Operating Systems Programming — Linux, Windows, Distributed Systems

What "operating systems programming" actually means here

Most freelance and agency engagements stop at the application layer — the framework, the database, the UI. Operating systems programming is the layer below that: the process model, the file system, the network stack, IPC, threading, signals, scheduling, and the daemons or services that run in the background of every production system. I take engagements where the load-bearing problem sits in that layer — and I bring the systems thinking the rest of the practice already runs on (written specifications before code, verification before delivery, evidence over assertions) to OS-level work.

What I build

In plain terms: I build the background services and infrastructure that make a high-volume business application actually run reliably — the parts that do not have a user interface but that fail loudly and visibly when they break. The technical breakdown:

• Linux daemons and Windows services. Long-running background processes that handle scheduled jobs, file ingestion, message processing, and inter-system communication. systemd unit files for Linux; Windows Service / IHostedService for Windows; structured logging, health checks, restart policies, and graceful shutdown.
• Distributed systems work. Multi-node coordination — leader election, distributed locks, message queues, eventual-consistency patterns, retry and idempotency design. Redis, PostgreSQL advisory locks, RabbitMQ, Kafka, NATS depending on the constraint.
• Backend performance and concurrency. When the bottleneck is the OS — file descriptor exhaustion, port exhaustion, thread-pool starvation, signal handling, or the wrong I/O model — I diagnose and fix it. strace / lsof / perf for Linux, ETW / Process Explorer for Windows.
• Docker and container engineering. Production-grade container builds with minimal base images, multi-stage compilation, health checks, init-process choice (tini, dumb-init), graceful shutdown wired through the orchestrator. Both Docker and Podman, Kubernetes when the buyer is already there.
• System integration and IPC. Named pipes, Unix domain sockets, shared memory, message queues — the unglamorous plumbing that connects multiple processes on one host or across a network.

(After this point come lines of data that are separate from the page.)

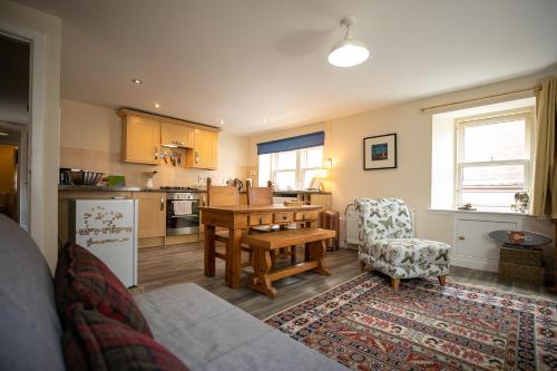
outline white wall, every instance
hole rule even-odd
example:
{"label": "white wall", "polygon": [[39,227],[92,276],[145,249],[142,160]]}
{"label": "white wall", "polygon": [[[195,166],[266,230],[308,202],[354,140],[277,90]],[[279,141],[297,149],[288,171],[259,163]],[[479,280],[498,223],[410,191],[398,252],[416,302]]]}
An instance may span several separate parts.
{"label": "white wall", "polygon": [[0,0],[0,29],[33,39],[30,233],[53,270],[58,257],[61,21]]}
{"label": "white wall", "polygon": [[[328,156],[333,160],[329,183],[334,209],[344,211],[356,197],[400,197],[417,211],[418,236],[451,243],[452,216],[428,212],[431,203],[432,113],[421,114],[420,108],[527,89],[541,78],[556,75],[557,68],[554,67],[540,74],[332,119],[296,131],[309,133],[315,127],[325,129]],[[363,170],[362,139],[390,133],[397,133],[398,168]],[[252,136],[251,166],[257,165],[257,143],[293,134],[289,129]],[[530,226],[547,233],[548,222],[532,222]]]}
{"label": "white wall", "polygon": [[227,178],[247,176],[248,140],[221,131],[218,134],[218,169],[198,170],[121,162],[121,120],[114,108],[61,99],[60,166],[126,176],[129,186],[144,186],[143,173],[156,169],[155,187],[203,185],[199,175],[211,176],[214,184]]}

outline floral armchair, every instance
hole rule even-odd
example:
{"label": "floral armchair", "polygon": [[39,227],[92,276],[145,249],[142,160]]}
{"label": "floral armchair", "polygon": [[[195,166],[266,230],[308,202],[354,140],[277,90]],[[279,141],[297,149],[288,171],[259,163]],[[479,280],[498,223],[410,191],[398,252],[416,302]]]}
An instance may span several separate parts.
{"label": "floral armchair", "polygon": [[402,199],[359,198],[355,211],[362,269],[369,266],[387,274],[394,290],[401,279],[437,276],[444,285],[450,245],[414,238],[410,213]]}

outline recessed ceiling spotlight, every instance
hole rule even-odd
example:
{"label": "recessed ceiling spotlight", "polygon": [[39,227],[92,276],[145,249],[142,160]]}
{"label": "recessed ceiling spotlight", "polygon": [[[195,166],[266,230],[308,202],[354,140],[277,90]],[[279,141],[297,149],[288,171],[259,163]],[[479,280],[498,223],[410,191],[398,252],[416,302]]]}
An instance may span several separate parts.
{"label": "recessed ceiling spotlight", "polygon": [[355,40],[350,35],[350,28],[354,26],[354,20],[346,18],[341,21],[341,27],[346,28],[344,39],[338,42],[329,52],[329,62],[336,67],[353,67],[363,64],[370,51],[362,41]]}

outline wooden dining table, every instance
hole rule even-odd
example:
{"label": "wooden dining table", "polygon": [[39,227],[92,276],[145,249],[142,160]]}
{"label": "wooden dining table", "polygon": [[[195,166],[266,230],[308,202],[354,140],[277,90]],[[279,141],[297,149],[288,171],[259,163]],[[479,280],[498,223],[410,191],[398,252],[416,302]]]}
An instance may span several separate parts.
{"label": "wooden dining table", "polygon": [[202,224],[204,225],[204,261],[205,275],[215,276],[215,230],[228,230],[228,246],[226,248],[227,284],[237,289],[241,285],[241,243],[242,235],[250,227],[261,225],[286,225],[291,223],[315,226],[322,206],[299,205],[235,205],[235,206],[202,206]]}

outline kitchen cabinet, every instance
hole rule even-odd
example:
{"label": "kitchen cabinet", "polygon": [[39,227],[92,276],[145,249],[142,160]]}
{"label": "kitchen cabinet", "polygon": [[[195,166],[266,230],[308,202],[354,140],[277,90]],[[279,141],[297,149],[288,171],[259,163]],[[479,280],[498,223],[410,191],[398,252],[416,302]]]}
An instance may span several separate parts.
{"label": "kitchen cabinet", "polygon": [[160,146],[160,121],[123,116],[123,159],[126,163],[158,165]]}
{"label": "kitchen cabinet", "polygon": [[522,231],[520,216],[455,214],[451,264],[498,272],[500,244],[489,237],[494,231]]}
{"label": "kitchen cabinet", "polygon": [[138,199],[138,246],[164,245],[166,236],[166,193],[134,192],[133,197]]}
{"label": "kitchen cabinet", "polygon": [[216,169],[217,133],[195,129],[194,148],[186,152],[186,167]]}
{"label": "kitchen cabinet", "polygon": [[163,146],[177,146],[182,148],[194,148],[195,129],[184,125],[162,124],[160,144]]}

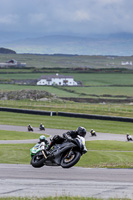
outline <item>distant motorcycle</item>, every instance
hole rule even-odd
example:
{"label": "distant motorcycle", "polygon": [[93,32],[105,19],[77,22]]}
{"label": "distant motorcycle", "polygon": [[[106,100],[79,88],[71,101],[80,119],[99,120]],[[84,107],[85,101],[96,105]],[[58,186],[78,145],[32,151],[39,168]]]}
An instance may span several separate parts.
{"label": "distant motorcycle", "polygon": [[91,131],[90,133],[91,133],[91,136],[97,136],[95,131]]}
{"label": "distant motorcycle", "polygon": [[78,136],[76,139],[65,139],[62,144],[55,144],[49,151],[45,143],[36,144],[30,149],[31,165],[35,168],[47,166],[61,166],[70,168],[74,166],[80,157],[87,152],[85,139]]}
{"label": "distant motorcycle", "polygon": [[40,126],[39,129],[40,129],[40,131],[45,131],[44,125]]}
{"label": "distant motorcycle", "polygon": [[32,127],[28,127],[28,131],[34,131]]}

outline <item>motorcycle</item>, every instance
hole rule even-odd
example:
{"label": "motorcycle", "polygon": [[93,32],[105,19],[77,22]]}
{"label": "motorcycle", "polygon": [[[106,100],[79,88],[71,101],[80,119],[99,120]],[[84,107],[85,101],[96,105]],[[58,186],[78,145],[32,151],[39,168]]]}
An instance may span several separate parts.
{"label": "motorcycle", "polygon": [[45,131],[44,125],[40,126],[39,129],[40,129],[40,131]]}
{"label": "motorcycle", "polygon": [[91,133],[91,136],[97,136],[95,131],[90,132],[90,133]]}
{"label": "motorcycle", "polygon": [[28,131],[34,131],[32,127],[28,127]]}
{"label": "motorcycle", "polygon": [[31,165],[35,168],[47,166],[61,166],[70,168],[74,166],[80,157],[87,152],[85,139],[78,136],[76,139],[65,139],[62,144],[55,144],[49,151],[44,142],[36,144],[30,149]]}

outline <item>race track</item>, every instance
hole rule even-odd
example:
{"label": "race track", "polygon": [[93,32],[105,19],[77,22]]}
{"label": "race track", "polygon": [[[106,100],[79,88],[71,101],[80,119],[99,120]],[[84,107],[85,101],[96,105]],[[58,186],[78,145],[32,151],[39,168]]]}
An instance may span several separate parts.
{"label": "race track", "polygon": [[[27,131],[25,127],[0,125],[1,130]],[[36,133],[43,134],[38,128]],[[64,130],[46,129],[44,133],[62,134]],[[98,133],[97,137],[87,140],[118,140],[126,141],[124,135]],[[4,143],[4,141],[0,141]],[[21,142],[29,142],[24,140]],[[30,140],[30,142],[36,142]],[[18,143],[18,141],[6,141]],[[0,164],[0,197],[7,196],[88,196],[88,197],[119,197],[133,199],[132,169],[99,169],[44,166],[40,169],[29,165]]]}

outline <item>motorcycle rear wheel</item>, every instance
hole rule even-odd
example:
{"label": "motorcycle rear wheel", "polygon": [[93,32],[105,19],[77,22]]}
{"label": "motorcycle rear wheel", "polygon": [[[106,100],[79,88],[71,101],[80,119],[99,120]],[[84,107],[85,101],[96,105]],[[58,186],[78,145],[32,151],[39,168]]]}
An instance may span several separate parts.
{"label": "motorcycle rear wheel", "polygon": [[79,151],[72,151],[70,158],[67,158],[67,155],[64,155],[61,159],[61,167],[70,168],[74,166],[80,159],[81,153]]}
{"label": "motorcycle rear wheel", "polygon": [[44,161],[45,158],[43,155],[40,154],[40,152],[38,152],[37,154],[35,154],[32,159],[31,159],[31,165],[35,168],[40,168],[42,166],[44,166]]}

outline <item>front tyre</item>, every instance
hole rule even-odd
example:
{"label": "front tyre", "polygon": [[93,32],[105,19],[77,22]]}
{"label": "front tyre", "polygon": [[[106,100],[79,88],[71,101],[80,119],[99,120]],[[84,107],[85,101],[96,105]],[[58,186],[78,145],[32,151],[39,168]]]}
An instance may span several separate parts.
{"label": "front tyre", "polygon": [[74,166],[81,157],[81,153],[79,151],[72,151],[69,156],[68,154],[64,155],[61,159],[61,166],[63,168],[70,168]]}
{"label": "front tyre", "polygon": [[44,165],[45,158],[43,154],[39,151],[31,159],[31,165],[35,168],[40,168]]}

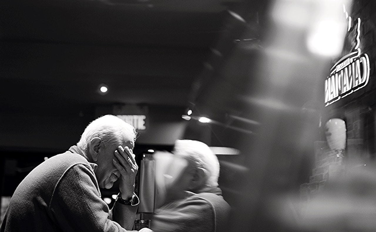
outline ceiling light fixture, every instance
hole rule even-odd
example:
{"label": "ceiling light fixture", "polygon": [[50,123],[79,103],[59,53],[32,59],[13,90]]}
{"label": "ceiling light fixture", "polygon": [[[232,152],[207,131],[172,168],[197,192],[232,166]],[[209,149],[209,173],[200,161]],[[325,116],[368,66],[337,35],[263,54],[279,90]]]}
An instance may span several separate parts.
{"label": "ceiling light fixture", "polygon": [[101,95],[107,94],[108,92],[108,86],[104,83],[99,85],[98,88],[98,92]]}
{"label": "ceiling light fixture", "polygon": [[199,121],[205,123],[209,123],[211,121],[210,119],[205,117],[201,117],[199,119]]}

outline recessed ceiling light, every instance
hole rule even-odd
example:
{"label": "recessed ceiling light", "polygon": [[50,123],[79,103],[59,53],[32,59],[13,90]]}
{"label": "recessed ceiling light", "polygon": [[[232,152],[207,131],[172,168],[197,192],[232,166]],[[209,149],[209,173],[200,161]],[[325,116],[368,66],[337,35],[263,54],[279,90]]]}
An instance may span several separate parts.
{"label": "recessed ceiling light", "polygon": [[108,86],[106,84],[101,84],[98,86],[97,91],[101,95],[106,94],[108,92]]}

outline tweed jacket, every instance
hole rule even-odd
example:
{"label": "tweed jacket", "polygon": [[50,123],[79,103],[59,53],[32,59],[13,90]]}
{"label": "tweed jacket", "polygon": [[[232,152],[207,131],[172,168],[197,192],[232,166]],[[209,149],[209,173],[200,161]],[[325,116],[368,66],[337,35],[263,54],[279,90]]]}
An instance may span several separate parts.
{"label": "tweed jacket", "polygon": [[[16,189],[0,232],[127,231],[112,220],[117,211],[110,213],[101,198],[97,166],[88,160],[73,146],[35,168]],[[125,207],[126,229],[132,229],[138,205],[115,203]]]}

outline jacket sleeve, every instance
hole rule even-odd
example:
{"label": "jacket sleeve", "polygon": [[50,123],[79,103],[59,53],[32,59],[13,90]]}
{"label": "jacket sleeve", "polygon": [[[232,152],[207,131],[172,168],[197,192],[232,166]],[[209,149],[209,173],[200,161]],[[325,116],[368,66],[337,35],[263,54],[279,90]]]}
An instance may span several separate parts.
{"label": "jacket sleeve", "polygon": [[[62,231],[127,231],[109,219],[108,206],[101,198],[96,183],[94,174],[82,164],[73,166],[61,177],[49,208],[52,220]],[[135,213],[123,217],[133,221]]]}
{"label": "jacket sleeve", "polygon": [[214,211],[206,200],[191,198],[171,206],[167,205],[156,211],[150,229],[155,232],[214,231]]}

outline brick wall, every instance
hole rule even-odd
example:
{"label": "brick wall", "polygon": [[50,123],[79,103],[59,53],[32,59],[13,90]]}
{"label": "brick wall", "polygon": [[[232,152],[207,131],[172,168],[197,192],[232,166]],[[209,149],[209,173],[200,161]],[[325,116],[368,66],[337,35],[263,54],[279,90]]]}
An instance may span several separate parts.
{"label": "brick wall", "polygon": [[[368,83],[364,88],[325,107],[322,113],[323,126],[330,118],[341,118],[346,122],[347,138],[362,140],[362,147],[357,146],[356,149],[354,147],[351,147],[352,144],[348,143],[347,154],[349,157],[358,158],[365,162],[375,157],[376,14],[374,14],[375,11],[376,1],[358,0],[353,1],[352,9],[349,12],[349,15],[352,18],[353,21],[358,18],[361,19],[359,47],[361,49],[361,52],[367,53],[369,58],[370,70]],[[336,61],[334,61],[334,63]],[[322,102],[323,102],[323,100]],[[322,130],[323,129],[323,127],[322,127]],[[325,140],[324,133],[321,133],[321,139]],[[351,152],[349,150],[351,150]],[[361,150],[359,151],[359,150]]]}

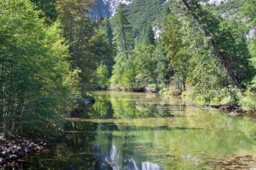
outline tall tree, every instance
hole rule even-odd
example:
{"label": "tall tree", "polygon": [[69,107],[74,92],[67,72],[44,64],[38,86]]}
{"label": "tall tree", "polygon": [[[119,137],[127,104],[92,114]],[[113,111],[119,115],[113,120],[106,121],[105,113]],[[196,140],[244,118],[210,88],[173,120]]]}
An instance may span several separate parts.
{"label": "tall tree", "polygon": [[86,15],[94,3],[94,0],[57,1],[72,69],[81,70],[79,75],[82,95],[93,87],[91,80],[96,77],[102,58],[108,55],[104,34],[98,32],[96,24]]}
{"label": "tall tree", "polygon": [[114,42],[117,48],[118,56],[128,57],[129,52],[133,48],[134,36],[133,28],[128,21],[124,5],[120,4],[113,19]]}
{"label": "tall tree", "polygon": [[51,24],[57,18],[56,10],[56,0],[30,0],[36,6],[36,9],[40,10],[39,16],[45,18],[46,23]]}
{"label": "tall tree", "polygon": [[[199,1],[181,0],[181,3],[183,5],[181,7],[184,8],[181,8],[180,11],[185,11],[185,15],[191,16],[193,18],[191,19],[197,22],[204,36],[209,38],[213,53],[219,63],[226,69],[234,84],[240,89],[243,88],[241,82],[244,77],[248,77],[247,73],[249,72],[246,69],[250,68],[247,60],[248,51],[239,49],[231,28],[222,22],[220,17],[216,17],[209,10],[203,9]],[[238,51],[234,53],[235,50]]]}
{"label": "tall tree", "polygon": [[46,26],[26,0],[2,1],[0,11],[3,136],[51,129],[68,112],[71,96],[59,24]]}
{"label": "tall tree", "polygon": [[150,24],[148,24],[145,33],[144,44],[148,46],[155,45],[155,34],[152,30],[152,27]]}

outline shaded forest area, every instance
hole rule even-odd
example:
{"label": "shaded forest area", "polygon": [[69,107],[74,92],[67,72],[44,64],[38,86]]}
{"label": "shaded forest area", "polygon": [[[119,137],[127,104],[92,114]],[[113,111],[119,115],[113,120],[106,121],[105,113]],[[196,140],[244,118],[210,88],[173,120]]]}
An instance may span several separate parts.
{"label": "shaded forest area", "polygon": [[243,22],[197,1],[152,2],[158,15],[145,22],[135,5],[96,22],[86,15],[93,0],[0,1],[3,136],[61,130],[95,89],[189,95],[255,112],[256,38],[246,34],[255,0],[240,7]]}

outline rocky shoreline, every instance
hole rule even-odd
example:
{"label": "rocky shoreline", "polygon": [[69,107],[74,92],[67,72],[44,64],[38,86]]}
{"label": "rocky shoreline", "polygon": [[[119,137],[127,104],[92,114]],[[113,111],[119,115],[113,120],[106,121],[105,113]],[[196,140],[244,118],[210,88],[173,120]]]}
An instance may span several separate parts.
{"label": "rocky shoreline", "polygon": [[13,136],[8,140],[0,139],[0,169],[12,166],[15,161],[27,157],[30,153],[41,151],[56,139],[45,136],[32,139],[20,136]]}

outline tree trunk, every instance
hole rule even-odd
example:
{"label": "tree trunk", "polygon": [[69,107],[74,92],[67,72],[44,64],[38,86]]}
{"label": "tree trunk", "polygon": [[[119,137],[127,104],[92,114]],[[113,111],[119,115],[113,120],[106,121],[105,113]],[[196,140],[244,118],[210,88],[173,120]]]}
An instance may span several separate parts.
{"label": "tree trunk", "polygon": [[[185,4],[185,5],[187,8],[187,9],[191,12],[192,16],[195,18],[195,20],[197,21],[199,26],[203,29],[205,37],[210,37],[210,32],[208,31],[207,28],[205,28],[205,26],[203,24],[202,24],[199,17],[192,10],[191,7],[189,6],[189,3],[187,2],[186,0],[182,0],[182,1]],[[242,86],[241,85],[237,77],[234,75],[234,70],[233,70],[232,66],[229,64],[228,60],[226,58],[227,57],[226,56],[226,54],[224,52],[220,52],[220,51],[218,51],[216,50],[216,44],[214,39],[213,39],[212,38],[210,42],[211,42],[212,47],[214,48],[214,50],[216,53],[217,56],[219,58],[219,59],[221,62],[221,64],[223,65],[223,67],[225,68],[225,69],[228,71],[228,74],[231,77],[231,79],[233,80],[234,84],[237,86],[238,88],[242,89]]]}

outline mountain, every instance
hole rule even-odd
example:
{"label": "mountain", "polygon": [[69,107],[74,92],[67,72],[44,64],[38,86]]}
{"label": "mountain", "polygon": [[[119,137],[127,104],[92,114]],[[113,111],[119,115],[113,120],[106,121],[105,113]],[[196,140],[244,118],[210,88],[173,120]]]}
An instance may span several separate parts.
{"label": "mountain", "polygon": [[96,0],[90,15],[96,20],[104,17],[109,18],[115,15],[119,3],[129,5],[133,1],[133,0]]}
{"label": "mountain", "polygon": [[[239,18],[241,15],[240,7],[248,0],[202,0],[203,5],[210,6],[224,17]],[[159,34],[161,26],[161,15],[168,0],[96,0],[90,16],[96,20],[115,15],[119,3],[126,4],[125,9],[129,20],[132,23],[135,35],[137,37],[137,43],[143,41],[143,34],[148,24],[154,28],[156,34]],[[243,22],[243,18],[239,20]],[[251,38],[255,29],[249,30],[247,38]]]}

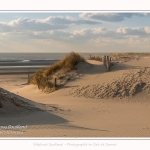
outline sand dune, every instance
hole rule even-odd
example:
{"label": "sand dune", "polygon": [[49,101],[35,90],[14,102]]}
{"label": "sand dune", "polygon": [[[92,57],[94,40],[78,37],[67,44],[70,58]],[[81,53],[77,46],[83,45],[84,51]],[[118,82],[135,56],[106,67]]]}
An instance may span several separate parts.
{"label": "sand dune", "polygon": [[101,62],[88,60],[78,64],[76,75],[53,93],[43,93],[35,85],[15,86],[10,91],[27,99],[21,105],[32,106],[35,111],[9,102],[14,109],[28,112],[3,114],[0,125],[28,128],[23,134],[0,136],[149,137],[149,64],[149,58],[129,60],[115,63],[107,72]]}

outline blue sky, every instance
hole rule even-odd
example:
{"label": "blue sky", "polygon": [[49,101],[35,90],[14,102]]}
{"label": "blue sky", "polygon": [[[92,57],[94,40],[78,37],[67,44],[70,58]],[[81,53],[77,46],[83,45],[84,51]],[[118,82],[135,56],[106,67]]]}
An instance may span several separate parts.
{"label": "blue sky", "polygon": [[0,52],[150,52],[150,13],[0,12]]}

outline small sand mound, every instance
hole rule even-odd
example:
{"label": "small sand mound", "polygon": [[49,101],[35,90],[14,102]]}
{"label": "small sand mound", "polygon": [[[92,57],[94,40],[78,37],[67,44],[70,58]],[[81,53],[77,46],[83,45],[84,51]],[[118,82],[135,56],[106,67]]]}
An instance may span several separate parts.
{"label": "small sand mound", "polygon": [[55,106],[40,104],[0,88],[2,107],[0,114],[29,114],[35,111],[63,111]]}
{"label": "small sand mound", "polygon": [[69,95],[86,98],[134,96],[150,90],[150,68],[132,69],[108,83],[77,87]]}

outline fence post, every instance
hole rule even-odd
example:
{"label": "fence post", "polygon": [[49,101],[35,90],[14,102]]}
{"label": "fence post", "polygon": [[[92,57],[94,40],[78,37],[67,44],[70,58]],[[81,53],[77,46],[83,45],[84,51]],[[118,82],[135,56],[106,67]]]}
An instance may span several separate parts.
{"label": "fence post", "polygon": [[30,82],[30,81],[29,81],[29,72],[28,72],[28,84],[29,84],[29,82]]}
{"label": "fence post", "polygon": [[110,71],[110,67],[111,67],[111,57],[109,57],[109,56],[104,56],[104,58],[103,58],[103,65],[105,66],[105,68],[107,69],[107,71]]}
{"label": "fence post", "polygon": [[3,99],[2,92],[0,92],[0,108],[2,108],[2,99]]}
{"label": "fence post", "polygon": [[54,87],[56,87],[56,84],[57,84],[57,79],[54,78]]}

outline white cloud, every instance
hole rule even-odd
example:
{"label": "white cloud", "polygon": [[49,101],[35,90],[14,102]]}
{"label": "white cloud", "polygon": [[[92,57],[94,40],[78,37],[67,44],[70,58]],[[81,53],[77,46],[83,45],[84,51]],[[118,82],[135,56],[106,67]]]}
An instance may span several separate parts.
{"label": "white cloud", "polygon": [[80,18],[89,18],[107,22],[120,22],[125,18],[131,18],[133,16],[150,16],[150,13],[82,13],[79,15]]}
{"label": "white cloud", "polygon": [[0,32],[18,32],[18,31],[47,31],[47,30],[59,30],[69,28],[70,25],[96,25],[100,24],[99,21],[91,21],[82,18],[72,17],[53,17],[50,16],[45,19],[28,19],[18,18],[10,22],[0,22]]}
{"label": "white cloud", "polygon": [[150,27],[136,27],[136,28],[118,28],[117,33],[122,33],[126,35],[150,35]]}

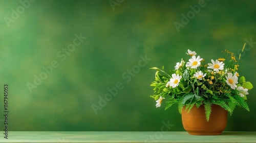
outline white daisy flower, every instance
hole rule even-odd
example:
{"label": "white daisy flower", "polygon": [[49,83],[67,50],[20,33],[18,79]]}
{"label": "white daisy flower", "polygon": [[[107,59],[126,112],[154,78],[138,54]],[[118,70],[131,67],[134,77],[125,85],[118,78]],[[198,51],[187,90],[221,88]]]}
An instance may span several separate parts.
{"label": "white daisy flower", "polygon": [[188,60],[189,62],[187,62],[186,67],[189,67],[191,68],[197,68],[201,65],[201,61],[203,58],[200,58],[200,56],[198,56],[196,58],[196,56],[193,56],[192,57]]}
{"label": "white daisy flower", "polygon": [[165,85],[165,86],[166,87],[168,87],[170,86],[170,82],[169,81],[168,82],[167,82],[166,85]]}
{"label": "white daisy flower", "polygon": [[236,84],[238,84],[238,77],[237,76],[234,75],[230,73],[227,73],[227,77],[226,76],[226,78],[227,80],[226,82],[227,83],[227,85],[230,86],[231,88],[234,89],[236,87],[238,87]]}
{"label": "white daisy flower", "polygon": [[162,102],[163,101],[163,99],[164,98],[162,98],[162,96],[160,96],[160,97],[158,99],[158,100],[156,101],[157,102],[157,104],[156,104],[156,107],[160,107],[161,106],[161,104],[162,104]]}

Kernel-adjacent work — what I will and will not take

I work in user space with deep familiarity of the kernel boundary — system calls, /proc, /sys, sysfs, eBPF observability, cgroups, namespaces. I am not a kernel module author and I will not take engagements that require shipping out-of-tree kernel modules; that work belongs to specialists. The honest line: if your problem is "we need a Linux daemon that does X under Y load," that is in scope. If your problem is "we need a kernel module for filesystem-level hooking," I will refer to a network contact with that specialty.

Who hires me for OS-level work

Engineering leaders whose backend has a performance ceiling they cannot raise from inside the framework. Operations teams whose production daemons fail in ways that need a real systems-programmer to diagnose. Platform teams building internal infrastructure where the freelance market is mostly Python-script-ware and they need someone with the OS-internals background to do it right. Microsoft-shop enterprises that need a Windows Service done correctly the first time. Linux-shop SaaS founders whose backend has crossed the throughput where naive Node.js or naive Python stops working.

How the engagement is shaped

The discovery phase is heavier than usual for OS-level work. Before any code is written, I want to see the production logs, the strace / perf output, the load profile, and the current architecture diagram. The diagnostic phase frequently reveals that the load-bearing fix is not where the buyer originally thought it was. The written specification names the actual root cause, the fix plan, and the verification harness — exactly the same shape as the Laravel and .NET engagements, but with the diagnostic phase weighted differently.

Languages and stacks I use for OS-level work

C and C++ when the engagement demands it. Rust for new daemons where the buyer is open to the choice. Go for the operations-tooling and distributed-systems middle ground. C# / .NET for Windows Service engagements. PHP CLI for Laravel-shop buyers who want the daemon inside the existing stack. The right language is the one that fits the buyer's existing ops capability and the actual problem — not the one that is fashionable.